Cronaca di una morte annunciata – [Gabriel Garcí­a Márquez]

Cronaca di una morte annunciata

Trama: Santiago Nasar morirà. I gemelli Vicario hanno già affilato i loro coltelli nel negozio di Faustino Santos. A Manaure, “villaggio bruciato dal sale dei Caraibi”, lo sanno tutti: presto i fratelli della bella quanto svanita Angela vendicheranno l’onore di quella verginità rubatale in modo misterioso dall’aitante Santiago, ricco rampollo della locale colonia araba. Tutti lo sanno, ma nessuno fa alcunché per impedirlo: non la madre della vittima designata, non il parroco, non l’alcalde, neppure una delle numerose fanciulle che spasimano per il Nasar. E così la morte annunciata lo sorprende nel fulgore di una splendida mattinata tropicale. Ma non per agguato o per trappola: un destino bizzarro e crudele fa sì che la fine di Santiago si compia per un concorso di fatalità ed equivoci, mentre gli stessi assassini fanno di tutto perché qualcuno impedisca loro l’esecuzione. Basato su un fatto reale, Cronaca di una morte annunciata venne pubblicato nel 1981 (un anno prima del Nobel a García Márquez) e, pur nella brevità, rappresenta uno dei vertici della sua narrativa: un romanzo magistrale che sa fondere i toni della tragedia antica con il ritmo di una detective story in una grandiosa allegoria dell’assurdità della vita, l’apoteosi della fatalità.
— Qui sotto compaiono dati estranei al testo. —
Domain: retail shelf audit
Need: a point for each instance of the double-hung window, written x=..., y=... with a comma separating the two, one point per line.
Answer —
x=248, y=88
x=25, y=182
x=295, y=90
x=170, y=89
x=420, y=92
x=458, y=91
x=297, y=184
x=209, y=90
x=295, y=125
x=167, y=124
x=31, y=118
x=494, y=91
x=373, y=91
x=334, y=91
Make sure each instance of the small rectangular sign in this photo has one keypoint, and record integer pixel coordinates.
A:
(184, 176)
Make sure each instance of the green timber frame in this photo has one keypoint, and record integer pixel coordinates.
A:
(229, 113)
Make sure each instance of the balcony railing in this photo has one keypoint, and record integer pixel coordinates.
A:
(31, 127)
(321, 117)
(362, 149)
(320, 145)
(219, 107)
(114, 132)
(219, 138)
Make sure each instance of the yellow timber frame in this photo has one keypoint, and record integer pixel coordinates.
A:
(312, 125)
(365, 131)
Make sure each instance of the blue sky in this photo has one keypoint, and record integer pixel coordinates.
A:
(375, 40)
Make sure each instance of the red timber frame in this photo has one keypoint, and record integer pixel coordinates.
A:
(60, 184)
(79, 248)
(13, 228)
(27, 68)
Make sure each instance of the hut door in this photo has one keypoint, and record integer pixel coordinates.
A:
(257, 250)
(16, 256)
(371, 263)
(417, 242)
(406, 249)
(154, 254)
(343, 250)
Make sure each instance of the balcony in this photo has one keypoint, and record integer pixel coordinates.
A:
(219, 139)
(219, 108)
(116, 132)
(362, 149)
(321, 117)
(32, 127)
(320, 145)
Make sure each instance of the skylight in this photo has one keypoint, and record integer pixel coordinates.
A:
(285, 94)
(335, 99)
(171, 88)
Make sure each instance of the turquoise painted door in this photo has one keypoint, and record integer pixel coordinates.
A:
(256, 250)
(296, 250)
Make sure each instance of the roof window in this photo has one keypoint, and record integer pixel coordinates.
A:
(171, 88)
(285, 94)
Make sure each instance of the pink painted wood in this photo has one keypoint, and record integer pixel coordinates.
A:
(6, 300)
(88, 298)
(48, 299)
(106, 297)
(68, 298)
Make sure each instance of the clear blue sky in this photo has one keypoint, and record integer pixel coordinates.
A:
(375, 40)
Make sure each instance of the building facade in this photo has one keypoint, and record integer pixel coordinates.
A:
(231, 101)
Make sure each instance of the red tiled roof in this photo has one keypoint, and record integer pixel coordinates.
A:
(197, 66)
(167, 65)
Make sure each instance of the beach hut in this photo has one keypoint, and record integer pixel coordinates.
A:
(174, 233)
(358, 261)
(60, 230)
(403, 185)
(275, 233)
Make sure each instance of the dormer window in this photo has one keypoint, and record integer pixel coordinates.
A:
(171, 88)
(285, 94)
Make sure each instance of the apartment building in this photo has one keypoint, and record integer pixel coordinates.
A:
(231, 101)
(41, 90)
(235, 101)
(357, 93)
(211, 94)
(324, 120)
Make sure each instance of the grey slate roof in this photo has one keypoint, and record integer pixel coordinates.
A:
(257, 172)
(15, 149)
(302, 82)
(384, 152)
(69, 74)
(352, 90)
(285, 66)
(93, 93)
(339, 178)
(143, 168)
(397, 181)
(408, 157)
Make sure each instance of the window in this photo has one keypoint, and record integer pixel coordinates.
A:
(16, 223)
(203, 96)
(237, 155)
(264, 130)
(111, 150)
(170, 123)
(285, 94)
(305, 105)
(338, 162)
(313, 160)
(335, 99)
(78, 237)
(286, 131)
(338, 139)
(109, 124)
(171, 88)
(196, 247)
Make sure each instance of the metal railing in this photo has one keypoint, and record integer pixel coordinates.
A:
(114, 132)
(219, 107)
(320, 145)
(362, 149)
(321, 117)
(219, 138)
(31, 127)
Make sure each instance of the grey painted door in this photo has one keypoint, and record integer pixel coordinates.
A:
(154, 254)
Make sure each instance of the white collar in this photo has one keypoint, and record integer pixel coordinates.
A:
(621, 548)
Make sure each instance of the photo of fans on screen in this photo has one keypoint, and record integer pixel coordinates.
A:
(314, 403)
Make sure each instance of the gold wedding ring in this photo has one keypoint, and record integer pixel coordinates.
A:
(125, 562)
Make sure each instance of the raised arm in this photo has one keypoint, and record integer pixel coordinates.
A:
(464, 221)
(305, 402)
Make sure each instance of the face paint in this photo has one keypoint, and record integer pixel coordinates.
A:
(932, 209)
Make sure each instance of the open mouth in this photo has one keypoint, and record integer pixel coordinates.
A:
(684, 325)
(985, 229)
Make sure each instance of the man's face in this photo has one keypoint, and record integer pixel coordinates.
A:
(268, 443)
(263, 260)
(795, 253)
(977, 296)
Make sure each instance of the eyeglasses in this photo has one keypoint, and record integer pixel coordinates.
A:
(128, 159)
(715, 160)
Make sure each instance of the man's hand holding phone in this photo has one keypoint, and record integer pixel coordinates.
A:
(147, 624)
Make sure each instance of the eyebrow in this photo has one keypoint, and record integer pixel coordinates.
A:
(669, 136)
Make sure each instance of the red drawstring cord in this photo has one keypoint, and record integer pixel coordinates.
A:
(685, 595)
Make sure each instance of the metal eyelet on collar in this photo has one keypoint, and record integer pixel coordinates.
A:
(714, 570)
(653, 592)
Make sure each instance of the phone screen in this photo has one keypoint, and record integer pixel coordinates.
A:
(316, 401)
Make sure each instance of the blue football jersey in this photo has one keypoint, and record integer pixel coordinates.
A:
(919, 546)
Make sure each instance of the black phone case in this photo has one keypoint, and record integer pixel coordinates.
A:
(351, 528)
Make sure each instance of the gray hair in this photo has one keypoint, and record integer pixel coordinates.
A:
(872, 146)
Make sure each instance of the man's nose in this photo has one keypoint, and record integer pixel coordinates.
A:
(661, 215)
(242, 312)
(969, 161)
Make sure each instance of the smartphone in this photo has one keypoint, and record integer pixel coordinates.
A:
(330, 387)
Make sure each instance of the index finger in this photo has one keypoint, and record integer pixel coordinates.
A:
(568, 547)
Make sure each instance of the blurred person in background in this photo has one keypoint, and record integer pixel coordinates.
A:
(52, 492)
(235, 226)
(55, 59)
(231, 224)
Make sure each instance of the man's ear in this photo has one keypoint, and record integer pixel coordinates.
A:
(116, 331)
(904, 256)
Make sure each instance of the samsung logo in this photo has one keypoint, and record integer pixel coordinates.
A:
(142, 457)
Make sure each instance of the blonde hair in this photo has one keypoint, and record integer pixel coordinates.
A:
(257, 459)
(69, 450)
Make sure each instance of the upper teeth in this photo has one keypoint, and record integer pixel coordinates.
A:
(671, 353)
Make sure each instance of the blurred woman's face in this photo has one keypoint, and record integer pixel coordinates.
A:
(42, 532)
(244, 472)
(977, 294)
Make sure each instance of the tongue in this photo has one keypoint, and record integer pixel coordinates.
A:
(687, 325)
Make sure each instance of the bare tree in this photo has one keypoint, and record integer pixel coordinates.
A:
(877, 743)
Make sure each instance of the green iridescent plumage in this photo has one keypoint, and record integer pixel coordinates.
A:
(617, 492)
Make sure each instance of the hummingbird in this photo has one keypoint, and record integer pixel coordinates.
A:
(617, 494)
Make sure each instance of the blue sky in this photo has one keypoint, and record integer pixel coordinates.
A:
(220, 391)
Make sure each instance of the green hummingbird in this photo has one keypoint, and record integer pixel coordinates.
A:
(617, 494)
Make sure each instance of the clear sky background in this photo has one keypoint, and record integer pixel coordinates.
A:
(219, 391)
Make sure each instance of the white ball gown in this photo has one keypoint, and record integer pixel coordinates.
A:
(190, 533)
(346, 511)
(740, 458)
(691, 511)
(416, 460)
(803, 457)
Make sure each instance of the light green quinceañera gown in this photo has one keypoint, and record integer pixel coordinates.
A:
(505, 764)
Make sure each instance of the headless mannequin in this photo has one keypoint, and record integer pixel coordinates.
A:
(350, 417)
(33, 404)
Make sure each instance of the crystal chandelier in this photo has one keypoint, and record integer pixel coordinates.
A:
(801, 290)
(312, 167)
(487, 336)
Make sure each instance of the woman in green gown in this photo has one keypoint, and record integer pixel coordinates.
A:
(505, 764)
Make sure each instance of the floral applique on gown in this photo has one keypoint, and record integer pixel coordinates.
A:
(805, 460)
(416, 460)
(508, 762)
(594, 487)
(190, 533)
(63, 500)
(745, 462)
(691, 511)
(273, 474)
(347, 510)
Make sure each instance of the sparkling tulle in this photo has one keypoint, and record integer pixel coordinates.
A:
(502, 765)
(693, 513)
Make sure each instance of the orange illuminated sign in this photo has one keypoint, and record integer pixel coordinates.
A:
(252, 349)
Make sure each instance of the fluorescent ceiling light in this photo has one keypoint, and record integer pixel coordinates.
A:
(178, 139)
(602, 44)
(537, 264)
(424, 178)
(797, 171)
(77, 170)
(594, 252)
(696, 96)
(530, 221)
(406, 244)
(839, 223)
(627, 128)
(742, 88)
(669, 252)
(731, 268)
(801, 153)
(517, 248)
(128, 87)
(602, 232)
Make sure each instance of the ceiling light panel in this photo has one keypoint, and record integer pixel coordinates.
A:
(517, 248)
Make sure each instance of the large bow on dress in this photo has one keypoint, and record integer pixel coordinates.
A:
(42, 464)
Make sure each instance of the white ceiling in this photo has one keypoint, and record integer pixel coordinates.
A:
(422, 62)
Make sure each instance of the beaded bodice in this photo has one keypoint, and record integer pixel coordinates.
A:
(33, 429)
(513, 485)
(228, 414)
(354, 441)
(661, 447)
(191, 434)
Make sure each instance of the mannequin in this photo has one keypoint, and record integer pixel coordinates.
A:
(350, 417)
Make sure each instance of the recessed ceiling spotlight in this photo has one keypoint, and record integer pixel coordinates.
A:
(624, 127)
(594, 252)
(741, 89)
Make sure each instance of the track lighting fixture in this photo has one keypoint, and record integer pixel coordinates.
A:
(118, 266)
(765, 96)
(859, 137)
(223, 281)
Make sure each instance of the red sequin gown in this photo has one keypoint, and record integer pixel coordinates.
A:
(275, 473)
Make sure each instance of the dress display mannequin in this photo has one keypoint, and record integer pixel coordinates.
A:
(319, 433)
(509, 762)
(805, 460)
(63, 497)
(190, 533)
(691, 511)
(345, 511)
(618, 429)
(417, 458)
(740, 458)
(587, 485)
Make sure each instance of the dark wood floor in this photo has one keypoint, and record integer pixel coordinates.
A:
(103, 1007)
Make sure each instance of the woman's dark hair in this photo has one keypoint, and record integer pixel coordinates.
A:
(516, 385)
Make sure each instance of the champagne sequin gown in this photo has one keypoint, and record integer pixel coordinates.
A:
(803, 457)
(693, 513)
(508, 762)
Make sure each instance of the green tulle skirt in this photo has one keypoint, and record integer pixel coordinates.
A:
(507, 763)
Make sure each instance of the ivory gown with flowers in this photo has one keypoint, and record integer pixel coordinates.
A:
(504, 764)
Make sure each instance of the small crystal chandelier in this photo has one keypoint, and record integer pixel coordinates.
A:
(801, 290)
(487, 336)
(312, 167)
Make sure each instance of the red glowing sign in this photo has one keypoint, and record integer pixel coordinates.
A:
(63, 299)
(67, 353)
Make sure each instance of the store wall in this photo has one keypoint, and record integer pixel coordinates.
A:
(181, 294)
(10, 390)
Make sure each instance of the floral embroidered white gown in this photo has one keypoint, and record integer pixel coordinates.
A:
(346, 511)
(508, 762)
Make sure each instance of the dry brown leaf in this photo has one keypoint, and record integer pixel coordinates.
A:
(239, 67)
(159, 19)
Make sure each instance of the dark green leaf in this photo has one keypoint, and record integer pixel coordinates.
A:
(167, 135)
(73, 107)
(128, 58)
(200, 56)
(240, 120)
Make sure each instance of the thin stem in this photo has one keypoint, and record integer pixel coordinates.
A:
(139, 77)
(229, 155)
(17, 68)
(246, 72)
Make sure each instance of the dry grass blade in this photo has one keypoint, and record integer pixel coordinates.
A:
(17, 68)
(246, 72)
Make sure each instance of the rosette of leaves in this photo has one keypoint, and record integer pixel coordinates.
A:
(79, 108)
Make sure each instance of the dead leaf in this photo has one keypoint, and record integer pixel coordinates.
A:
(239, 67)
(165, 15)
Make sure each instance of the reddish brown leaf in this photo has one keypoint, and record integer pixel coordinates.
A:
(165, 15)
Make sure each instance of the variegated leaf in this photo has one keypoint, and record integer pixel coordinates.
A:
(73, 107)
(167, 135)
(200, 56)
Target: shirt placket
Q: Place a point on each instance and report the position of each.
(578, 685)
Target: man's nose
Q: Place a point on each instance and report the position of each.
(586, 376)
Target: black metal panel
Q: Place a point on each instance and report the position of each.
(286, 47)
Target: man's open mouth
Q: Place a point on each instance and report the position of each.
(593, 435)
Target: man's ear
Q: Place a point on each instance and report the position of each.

E’ un libricino piccolo, che nasconde però al suo interno una miriade di emozioni diverse. La storia non è troppo intricata o articolata, ma ogni gesto, anche quello più piccolo, sembra avere un valore incisivo. Ambientata in un piccolo paesino, ci mostra com’erano le dinamiche sociali, la mentalità e , soprattutto, l’importanza dell’onore familiare.

L’atmosfera, a tratti cupa e soffocante, che circonda Santiago, si sente fin nelle proprie ossa. Il fatto che sia destinato a morire, che tutto lo sappiano, che nessuno intervenga, ti rende quasi disperato nel voltar pagina, sperando sempre che intervenga un fattore esterno che ne cambi la sorte. Il lento e inesorabile avvicinarsi della morte è contrapposto alla durezza delle emozioni provate dai suoi assassini, mentre le varie voci degli abitanti del villaggio fanno da sfondo alla vicenda, aggiungendo nuovi dettagli al mistero della colpa di Santiago. Il dubbio, infatti, è sempre presente e fino all’ultimo ci si interroga se sia veramente colpevole oppure sia un ottimo capro espiatorio.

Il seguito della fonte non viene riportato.